## ResNet-18 Classifier 

Before any modeling, we begin by segmenting the uploaded clothing images to remove background distractions and isolate just the clothing item. This step ensures clean inputs for our classifier.

Once segmented, we pass each image through a ResNet-18 classifier, trained to categorize items into one of four clothing types: shirts, t-shirts, pants, and shorts.


### Why ResNet-18?

We chose this model because it's a widely used model for image classification and has proven effective for visual feature extraction due to its residual connections and lightweight depth.  
It was ideal for our task because it allowed us to both:
- Classify clothing items accurately
- Extract visual embeddings that could be used for downstream similarity and compatibility tasks

We achieved a high classification accuracy of 99.3%, validating the quality of the model’s learning.


### Inputs:
- Segmented clothing images
- Labels for 4 clothing categories: `pants`, `shorts`, `shirts`, `t-shirts`

### Feature Extraction & Similarity Indexing:

After training:
- We repurposed the ResNet model as a feature extractor, using the 512-dimensional vector from its penultimate layer.
- These embeddings capture details like shape, fit, collar type, and texture.
- All embeddings were saved in `clothing_embedding.json`.

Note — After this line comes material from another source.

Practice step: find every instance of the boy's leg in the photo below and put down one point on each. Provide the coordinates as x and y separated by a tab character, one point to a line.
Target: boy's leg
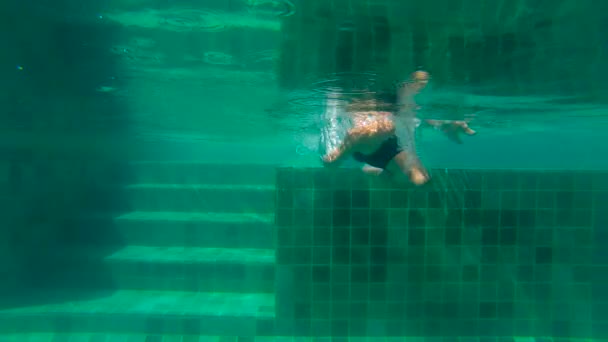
406	167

To support fast similarity search, we built a FAISS index and saved it as `clothing_faiss.index`. This allowed us to later retrieve visually similar items efficiently — a crucial step for building outfit recommendations.

### Output:
- Trained model weights: `feature_model.pth`
- Embedding storage: `clothing_embedding.json`
- FAISS index for similarity: `clothing_faiss.index`

## Evaluation

We evaluated the effectiveness of the embeddings in representing clothing similarity through three strategies:

### 1. Random and Top-K Visual Matches
We ran visual similarity queries using random clothing items and validated whether the top retrieved matches were perceptually similar. Matches were manually verified to have similar structure, texture, and category.

### 2. Intra- and Inter-Class Distance Analysis
We computed the average distances within each class (e.g., t-shirts with t-shirts) and across different classes (e.g., t-shirts vs pants). The significant gap between intra- and inter-class distances confirmed that the embeddings were discriminative and structured.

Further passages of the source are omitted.